おずおずと財布から全財産、諭吉を三枚取り出してしょぼい扇にして見せる。うぎゃっ、ユキ君の不機嫌そうな顔、足りる訳ねぇだろって言いたいのかな。そうだよね、絶対足りないよね。あの蟹一匹だけでこの諭吉が消えちゃうかも。釣り竿手にした諭吉が三人、蟹の甲羅に乗っ飛んでいくのが見えた。
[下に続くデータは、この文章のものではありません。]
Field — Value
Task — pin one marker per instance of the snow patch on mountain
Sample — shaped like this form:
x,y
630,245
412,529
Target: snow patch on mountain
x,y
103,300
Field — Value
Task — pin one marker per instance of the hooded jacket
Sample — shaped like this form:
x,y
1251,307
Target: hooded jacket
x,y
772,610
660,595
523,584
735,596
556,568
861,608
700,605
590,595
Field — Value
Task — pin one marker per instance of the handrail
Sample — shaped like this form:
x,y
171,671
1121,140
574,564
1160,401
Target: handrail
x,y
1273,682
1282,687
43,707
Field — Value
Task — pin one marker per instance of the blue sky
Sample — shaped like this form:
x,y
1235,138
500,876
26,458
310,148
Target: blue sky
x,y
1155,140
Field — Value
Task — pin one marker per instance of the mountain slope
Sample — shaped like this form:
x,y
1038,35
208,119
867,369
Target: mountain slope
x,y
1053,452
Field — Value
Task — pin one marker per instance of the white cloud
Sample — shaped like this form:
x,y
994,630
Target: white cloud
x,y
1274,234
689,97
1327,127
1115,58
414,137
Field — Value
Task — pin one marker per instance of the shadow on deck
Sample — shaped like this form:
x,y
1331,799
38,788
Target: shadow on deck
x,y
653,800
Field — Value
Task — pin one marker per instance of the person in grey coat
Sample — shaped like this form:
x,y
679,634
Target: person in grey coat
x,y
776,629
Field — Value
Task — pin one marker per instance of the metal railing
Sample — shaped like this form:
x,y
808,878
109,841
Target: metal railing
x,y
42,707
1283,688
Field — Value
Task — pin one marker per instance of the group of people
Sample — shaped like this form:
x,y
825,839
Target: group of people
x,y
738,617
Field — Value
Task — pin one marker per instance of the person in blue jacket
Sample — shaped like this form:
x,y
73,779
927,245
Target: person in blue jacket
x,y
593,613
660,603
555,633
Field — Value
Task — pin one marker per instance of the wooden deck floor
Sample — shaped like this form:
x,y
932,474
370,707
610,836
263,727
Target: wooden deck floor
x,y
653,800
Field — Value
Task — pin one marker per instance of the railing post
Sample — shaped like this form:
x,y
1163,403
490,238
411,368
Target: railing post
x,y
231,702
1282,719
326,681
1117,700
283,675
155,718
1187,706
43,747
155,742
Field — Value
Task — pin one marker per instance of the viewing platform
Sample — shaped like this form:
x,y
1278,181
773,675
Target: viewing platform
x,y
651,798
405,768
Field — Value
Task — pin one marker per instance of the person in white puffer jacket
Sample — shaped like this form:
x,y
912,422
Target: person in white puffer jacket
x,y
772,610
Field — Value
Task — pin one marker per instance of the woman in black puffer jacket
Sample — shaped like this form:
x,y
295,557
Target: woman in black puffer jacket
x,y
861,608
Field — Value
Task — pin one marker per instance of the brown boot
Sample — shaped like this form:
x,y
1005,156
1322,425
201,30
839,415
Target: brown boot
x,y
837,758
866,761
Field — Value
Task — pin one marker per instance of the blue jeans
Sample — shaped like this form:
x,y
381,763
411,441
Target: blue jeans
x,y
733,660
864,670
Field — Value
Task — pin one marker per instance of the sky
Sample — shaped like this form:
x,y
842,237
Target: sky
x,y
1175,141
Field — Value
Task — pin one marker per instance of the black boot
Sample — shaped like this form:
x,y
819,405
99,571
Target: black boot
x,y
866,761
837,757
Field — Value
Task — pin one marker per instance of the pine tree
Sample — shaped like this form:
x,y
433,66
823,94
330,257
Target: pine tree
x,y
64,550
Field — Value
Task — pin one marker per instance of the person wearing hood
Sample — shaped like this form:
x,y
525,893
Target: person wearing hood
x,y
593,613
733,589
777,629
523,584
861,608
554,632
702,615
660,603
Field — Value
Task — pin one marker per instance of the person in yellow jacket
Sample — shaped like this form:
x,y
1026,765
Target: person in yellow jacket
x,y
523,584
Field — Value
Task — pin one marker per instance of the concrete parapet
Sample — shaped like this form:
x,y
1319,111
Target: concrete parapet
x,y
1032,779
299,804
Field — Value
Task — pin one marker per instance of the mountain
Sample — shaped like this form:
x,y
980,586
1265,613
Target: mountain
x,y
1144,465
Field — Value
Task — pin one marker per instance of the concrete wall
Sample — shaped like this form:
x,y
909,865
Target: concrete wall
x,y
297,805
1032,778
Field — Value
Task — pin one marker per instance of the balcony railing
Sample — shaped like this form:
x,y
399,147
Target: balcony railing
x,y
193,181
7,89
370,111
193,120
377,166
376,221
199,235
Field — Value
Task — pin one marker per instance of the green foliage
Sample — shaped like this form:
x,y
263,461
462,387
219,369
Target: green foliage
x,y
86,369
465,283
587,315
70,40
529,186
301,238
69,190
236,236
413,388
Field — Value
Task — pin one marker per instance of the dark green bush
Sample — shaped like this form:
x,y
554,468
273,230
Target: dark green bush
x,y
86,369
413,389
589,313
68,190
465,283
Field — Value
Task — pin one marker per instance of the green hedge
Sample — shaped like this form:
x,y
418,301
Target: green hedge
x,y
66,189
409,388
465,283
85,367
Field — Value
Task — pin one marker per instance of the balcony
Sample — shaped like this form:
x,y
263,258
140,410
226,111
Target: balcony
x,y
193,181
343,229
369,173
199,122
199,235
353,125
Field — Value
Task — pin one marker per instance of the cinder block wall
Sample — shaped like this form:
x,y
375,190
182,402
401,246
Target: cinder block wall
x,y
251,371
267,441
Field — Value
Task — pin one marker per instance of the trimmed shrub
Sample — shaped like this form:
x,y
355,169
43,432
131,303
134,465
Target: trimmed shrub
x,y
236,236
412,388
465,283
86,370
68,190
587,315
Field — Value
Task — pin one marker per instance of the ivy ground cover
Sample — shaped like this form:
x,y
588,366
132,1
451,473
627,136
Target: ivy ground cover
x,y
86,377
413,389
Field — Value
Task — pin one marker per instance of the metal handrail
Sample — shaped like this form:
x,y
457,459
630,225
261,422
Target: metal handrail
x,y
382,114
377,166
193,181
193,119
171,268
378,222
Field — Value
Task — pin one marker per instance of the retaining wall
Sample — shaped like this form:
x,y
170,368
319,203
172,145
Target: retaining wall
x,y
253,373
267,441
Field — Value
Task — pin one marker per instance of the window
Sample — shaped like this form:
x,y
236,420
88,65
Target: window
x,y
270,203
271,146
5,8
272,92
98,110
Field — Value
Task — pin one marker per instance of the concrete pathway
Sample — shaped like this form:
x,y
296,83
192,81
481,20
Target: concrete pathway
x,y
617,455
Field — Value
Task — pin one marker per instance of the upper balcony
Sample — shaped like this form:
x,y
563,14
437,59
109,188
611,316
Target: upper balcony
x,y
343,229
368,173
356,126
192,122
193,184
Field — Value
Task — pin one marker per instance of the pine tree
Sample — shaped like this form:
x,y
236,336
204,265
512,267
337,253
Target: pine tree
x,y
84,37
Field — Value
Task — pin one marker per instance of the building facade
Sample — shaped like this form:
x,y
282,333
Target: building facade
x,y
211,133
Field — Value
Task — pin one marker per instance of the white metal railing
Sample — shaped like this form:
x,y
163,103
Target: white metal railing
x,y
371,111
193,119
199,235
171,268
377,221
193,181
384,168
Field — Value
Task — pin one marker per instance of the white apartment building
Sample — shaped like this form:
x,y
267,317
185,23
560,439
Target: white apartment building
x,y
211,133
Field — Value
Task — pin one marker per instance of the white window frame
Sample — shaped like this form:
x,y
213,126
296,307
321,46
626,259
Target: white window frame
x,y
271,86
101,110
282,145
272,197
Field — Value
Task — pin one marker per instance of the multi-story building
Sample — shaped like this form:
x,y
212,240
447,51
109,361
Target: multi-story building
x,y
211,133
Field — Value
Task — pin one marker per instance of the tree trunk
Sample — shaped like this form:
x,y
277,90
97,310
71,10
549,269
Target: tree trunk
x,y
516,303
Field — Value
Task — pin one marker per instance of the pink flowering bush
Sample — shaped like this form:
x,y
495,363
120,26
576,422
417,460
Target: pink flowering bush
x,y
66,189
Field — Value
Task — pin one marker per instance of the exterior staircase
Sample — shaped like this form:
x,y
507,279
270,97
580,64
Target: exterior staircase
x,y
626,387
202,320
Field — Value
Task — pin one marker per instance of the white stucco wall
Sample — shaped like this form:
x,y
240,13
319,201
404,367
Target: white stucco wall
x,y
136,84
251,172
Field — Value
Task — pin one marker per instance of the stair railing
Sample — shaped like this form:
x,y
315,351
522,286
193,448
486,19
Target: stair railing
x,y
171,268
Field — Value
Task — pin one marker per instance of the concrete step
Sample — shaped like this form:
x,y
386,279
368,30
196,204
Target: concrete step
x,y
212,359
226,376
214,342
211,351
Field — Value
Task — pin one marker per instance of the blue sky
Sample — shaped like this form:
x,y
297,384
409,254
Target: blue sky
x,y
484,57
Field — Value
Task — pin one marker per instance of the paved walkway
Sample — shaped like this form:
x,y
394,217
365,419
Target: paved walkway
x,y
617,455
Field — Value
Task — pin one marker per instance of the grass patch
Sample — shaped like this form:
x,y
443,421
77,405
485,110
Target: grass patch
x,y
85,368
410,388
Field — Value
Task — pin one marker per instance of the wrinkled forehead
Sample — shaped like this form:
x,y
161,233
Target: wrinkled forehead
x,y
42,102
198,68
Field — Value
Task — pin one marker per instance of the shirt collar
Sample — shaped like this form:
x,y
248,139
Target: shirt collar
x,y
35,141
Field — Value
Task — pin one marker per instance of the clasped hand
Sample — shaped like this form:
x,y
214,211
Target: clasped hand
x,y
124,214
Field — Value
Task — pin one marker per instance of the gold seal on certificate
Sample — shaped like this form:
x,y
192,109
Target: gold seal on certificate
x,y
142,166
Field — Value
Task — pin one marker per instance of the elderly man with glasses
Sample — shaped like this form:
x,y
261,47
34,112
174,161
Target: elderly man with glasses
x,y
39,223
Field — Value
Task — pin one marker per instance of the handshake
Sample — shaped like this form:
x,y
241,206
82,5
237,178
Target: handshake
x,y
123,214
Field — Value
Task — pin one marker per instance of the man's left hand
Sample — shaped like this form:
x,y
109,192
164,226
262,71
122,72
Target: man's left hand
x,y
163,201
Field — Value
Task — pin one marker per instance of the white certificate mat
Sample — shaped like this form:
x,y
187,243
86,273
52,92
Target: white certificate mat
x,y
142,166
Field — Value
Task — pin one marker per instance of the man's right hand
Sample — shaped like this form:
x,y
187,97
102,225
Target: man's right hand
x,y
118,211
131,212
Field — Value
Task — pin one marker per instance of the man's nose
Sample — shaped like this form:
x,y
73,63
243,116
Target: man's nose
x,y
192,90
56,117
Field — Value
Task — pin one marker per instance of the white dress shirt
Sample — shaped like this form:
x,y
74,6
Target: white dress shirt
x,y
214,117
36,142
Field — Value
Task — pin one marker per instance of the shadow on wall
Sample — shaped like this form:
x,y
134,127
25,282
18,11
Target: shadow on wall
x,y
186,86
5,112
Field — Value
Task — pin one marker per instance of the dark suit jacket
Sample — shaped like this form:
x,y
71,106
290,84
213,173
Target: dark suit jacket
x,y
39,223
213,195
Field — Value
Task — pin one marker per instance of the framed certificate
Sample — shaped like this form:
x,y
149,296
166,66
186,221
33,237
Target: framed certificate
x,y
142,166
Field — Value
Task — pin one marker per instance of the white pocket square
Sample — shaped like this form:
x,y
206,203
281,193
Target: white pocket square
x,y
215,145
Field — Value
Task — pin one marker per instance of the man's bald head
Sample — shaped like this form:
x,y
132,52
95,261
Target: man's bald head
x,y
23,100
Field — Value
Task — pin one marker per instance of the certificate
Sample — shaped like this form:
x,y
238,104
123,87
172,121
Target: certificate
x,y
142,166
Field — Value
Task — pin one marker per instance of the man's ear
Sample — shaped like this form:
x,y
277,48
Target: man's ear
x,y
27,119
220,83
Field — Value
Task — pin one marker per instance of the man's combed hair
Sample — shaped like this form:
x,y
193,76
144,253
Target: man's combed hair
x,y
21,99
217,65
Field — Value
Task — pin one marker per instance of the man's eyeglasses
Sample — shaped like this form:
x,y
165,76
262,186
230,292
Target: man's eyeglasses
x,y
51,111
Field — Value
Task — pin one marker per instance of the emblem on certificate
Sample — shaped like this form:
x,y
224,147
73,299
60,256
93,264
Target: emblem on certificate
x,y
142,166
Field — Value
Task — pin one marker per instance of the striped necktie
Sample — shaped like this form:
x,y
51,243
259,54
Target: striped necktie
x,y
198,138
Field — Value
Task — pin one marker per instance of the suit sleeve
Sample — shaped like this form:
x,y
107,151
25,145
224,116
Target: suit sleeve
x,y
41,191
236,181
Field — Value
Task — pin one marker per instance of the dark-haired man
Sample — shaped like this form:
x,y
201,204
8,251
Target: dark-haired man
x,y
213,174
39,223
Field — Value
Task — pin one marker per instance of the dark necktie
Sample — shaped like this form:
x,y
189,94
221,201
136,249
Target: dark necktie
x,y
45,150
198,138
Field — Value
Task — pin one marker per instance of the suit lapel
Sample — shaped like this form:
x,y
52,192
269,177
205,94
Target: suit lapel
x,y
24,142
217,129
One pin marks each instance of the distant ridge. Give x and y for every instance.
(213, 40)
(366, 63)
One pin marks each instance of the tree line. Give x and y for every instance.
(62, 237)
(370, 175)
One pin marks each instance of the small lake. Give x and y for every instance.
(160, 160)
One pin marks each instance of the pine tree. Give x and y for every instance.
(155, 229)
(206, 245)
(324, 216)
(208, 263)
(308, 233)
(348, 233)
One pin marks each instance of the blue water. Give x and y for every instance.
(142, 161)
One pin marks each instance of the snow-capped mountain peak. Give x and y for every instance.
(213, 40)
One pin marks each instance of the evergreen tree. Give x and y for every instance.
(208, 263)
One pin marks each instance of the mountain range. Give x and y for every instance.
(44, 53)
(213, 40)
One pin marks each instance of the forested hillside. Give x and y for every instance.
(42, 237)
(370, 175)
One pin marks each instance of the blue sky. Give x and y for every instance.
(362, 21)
「大丈夫。今回は、ちゃんと銀行のカード持ってきたんだよ。足りない分は明日コンビニでおろして返すから」

「舞」

言いたいことは分かってる。待って、と私はユキ君に広げた掌を見せた。

「マリンワールドの入場料も、だよね。分かってる。けど、今はこれしかないの。ごめん、貸しといて」

諭吉を差し出すと。

「いらねぇよ。つーか、もらえねぇよ」

押し返されてしまった。いらないって、まさか全部ユキ君が払うつもり?

「ダメだよ。お互い働いている訳だし、ちゃんと割り勘にしよう。ここまで来るのにガソリン代とか高速代とか掛かってるし、年下のユキ君に全部払わせる訳にはいかないよ」

「年下は、関係ないだろ。いいからもう金、しまえよ」

「ユキ君」

「いらねぇってんだろ」

不機嫌な顔にちょっと怯みそうになる。でも、ハイそうですかって引き下がれない。

「受け取ってくれないなら、帰る」

「は?」

ひゅーっと冷たい風が二人の間をすり抜けていった。